Seattle’s experience was quite different. Employers took the wage increase to $15 dollars an hour as a challenge. Toronto-based Lending Loop surveyed Seattle businesses. Their CEO Cato Pastoll explained: “It kind of forced people to make some just general good business decisions (Globe and Mail, October, 2017).”
Low wages discourage productivity because cheap labour can make inefficient businesses profitable. Higher productivity involves streamlining operations and introducing technology. It’s notable that these measures are changes that employers make — low productivity is not the result of “lazy” employees.
One Seattle furniture store eliminated low-wage entry level positions and empowered employees to become more productive. One employee was so motivated that he contacted condo owners and offered deals on furniture for new tenants. The store owner was pleased with the boost in morale: “Find out what makes your staff excited and empower them to be part of it with you,”
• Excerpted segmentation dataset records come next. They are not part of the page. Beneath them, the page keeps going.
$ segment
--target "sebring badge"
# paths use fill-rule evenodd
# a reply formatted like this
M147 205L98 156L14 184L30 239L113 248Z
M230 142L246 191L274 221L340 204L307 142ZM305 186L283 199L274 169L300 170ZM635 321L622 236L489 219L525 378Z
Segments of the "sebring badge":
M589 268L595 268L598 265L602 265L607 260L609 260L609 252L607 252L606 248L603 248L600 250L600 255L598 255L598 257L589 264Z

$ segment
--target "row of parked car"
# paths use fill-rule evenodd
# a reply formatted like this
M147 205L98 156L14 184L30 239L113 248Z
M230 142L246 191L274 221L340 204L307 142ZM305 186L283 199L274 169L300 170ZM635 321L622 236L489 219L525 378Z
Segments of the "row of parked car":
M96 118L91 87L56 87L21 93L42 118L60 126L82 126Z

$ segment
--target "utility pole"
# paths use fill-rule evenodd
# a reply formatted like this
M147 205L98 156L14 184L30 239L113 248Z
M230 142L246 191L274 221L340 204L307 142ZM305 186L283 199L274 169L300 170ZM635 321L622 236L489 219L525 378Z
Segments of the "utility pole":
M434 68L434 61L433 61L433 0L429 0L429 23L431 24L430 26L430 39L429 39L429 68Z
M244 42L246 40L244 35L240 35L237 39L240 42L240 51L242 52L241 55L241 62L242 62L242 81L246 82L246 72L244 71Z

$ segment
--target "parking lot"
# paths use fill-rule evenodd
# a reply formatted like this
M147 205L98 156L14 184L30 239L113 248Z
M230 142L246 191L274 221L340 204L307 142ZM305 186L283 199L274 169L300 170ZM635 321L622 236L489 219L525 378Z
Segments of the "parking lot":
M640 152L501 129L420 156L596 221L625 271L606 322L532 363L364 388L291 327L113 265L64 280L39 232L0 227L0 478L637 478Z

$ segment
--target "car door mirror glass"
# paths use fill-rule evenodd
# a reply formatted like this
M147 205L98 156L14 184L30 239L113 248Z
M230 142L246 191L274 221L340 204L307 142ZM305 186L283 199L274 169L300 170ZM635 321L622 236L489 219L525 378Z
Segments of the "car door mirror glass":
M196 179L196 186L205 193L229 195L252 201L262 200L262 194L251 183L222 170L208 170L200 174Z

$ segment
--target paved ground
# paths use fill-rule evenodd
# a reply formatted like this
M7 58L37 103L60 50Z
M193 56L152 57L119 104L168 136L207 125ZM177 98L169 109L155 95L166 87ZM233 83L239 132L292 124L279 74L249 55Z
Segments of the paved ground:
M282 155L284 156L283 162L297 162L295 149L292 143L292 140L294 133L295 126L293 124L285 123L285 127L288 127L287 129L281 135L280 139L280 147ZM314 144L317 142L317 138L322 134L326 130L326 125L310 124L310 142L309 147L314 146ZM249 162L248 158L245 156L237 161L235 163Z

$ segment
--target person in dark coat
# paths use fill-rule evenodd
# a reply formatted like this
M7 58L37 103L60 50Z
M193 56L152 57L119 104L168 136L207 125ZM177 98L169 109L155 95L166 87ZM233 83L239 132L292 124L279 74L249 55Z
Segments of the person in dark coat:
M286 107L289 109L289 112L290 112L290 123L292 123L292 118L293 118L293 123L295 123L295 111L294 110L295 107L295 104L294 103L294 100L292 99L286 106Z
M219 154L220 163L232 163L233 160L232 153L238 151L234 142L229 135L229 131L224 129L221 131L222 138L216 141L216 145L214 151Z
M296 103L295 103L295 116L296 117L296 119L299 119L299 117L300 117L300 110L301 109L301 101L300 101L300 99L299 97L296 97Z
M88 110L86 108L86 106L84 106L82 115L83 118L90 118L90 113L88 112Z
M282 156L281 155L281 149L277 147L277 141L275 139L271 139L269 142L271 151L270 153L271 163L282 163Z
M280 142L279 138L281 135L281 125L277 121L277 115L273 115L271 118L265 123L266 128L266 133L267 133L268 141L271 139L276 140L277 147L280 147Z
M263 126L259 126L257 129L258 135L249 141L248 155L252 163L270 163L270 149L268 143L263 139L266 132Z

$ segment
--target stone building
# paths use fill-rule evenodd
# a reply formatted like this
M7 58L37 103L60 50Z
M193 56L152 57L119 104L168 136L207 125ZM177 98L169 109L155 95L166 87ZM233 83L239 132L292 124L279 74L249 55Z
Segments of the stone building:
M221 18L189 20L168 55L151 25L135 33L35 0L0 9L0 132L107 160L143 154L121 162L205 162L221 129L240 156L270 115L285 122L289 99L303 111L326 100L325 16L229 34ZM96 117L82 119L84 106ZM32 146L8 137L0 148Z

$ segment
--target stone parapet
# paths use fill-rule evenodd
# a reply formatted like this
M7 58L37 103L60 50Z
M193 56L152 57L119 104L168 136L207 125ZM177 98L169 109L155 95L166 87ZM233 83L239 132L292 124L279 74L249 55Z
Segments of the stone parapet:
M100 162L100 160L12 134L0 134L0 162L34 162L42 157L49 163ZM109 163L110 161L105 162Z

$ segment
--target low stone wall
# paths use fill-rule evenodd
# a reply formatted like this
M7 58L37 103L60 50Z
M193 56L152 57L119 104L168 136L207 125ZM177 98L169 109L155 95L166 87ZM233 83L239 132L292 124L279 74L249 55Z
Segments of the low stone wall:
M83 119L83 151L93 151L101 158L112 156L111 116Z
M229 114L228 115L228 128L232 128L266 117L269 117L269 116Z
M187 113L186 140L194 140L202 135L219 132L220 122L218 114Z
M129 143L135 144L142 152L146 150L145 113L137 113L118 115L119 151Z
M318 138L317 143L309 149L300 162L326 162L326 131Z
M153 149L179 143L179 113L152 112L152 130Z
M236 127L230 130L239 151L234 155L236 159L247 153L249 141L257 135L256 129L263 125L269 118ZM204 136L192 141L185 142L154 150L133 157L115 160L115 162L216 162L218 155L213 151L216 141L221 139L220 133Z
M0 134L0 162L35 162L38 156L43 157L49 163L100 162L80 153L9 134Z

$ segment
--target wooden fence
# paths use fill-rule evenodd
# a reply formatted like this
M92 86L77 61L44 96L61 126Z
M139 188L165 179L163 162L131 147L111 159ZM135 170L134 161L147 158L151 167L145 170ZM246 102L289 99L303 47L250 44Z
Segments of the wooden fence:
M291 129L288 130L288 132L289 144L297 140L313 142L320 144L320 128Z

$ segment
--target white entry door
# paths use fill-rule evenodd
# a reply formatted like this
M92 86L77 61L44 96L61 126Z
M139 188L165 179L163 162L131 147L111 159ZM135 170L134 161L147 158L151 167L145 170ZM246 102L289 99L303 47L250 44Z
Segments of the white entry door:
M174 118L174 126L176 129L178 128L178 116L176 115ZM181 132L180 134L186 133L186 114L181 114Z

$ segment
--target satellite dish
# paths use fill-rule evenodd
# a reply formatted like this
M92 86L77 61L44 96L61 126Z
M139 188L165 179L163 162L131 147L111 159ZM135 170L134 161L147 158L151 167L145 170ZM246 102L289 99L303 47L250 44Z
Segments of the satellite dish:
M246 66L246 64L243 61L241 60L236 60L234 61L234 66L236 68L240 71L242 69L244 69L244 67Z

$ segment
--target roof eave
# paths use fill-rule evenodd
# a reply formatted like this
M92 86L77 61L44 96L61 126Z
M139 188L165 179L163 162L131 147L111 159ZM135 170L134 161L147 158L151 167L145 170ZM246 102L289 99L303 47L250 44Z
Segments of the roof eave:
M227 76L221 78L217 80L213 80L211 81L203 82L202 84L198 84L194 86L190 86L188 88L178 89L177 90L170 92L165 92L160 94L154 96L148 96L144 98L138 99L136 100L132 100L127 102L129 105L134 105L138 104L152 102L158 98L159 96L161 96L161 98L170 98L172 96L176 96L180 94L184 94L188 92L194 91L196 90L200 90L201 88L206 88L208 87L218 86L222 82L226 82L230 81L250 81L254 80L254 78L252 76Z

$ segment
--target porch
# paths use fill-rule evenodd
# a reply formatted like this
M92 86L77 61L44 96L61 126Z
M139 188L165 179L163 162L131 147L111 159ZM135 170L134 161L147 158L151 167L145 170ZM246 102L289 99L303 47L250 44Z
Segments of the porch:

“It’s really easy to become angry and start acting in injudicious ways,” said an owner of a nail salon in Port Angeles, Washington. He and his wife could have cut back on staff, or turned them into commissioned workers, but they streamlined operations instead. The time taken for each procedure was standardized which meant that more clients could be booked. An automated time-keeping system eliminated the time to manually fill out time sheets. Under different circumstances, staff might have resented seeing more clients a day but with an increase in wages, they were more willing to focus on work.
Contrary to the calamity predicted by some doubtful business owners, higher minimum wages don’t result in more unemployment. Studies done by the Organization for Economic Co-operation and Development show those countries with higher wages shift employment from formerly low wage sectors such as restaurants to higher wage areas such as technology.
The owners of Tim Hortons could improve profits through the introduction of technology. I notice that McDonalds has automated kiosks where you can both order and pay for your meal.
Higher minimum wages are a boon to the economy because businesses save costs by keeping experienced workers and reducing training costs; productivity and profit margins are improved; and local economies are enhanced with workers' new spending power.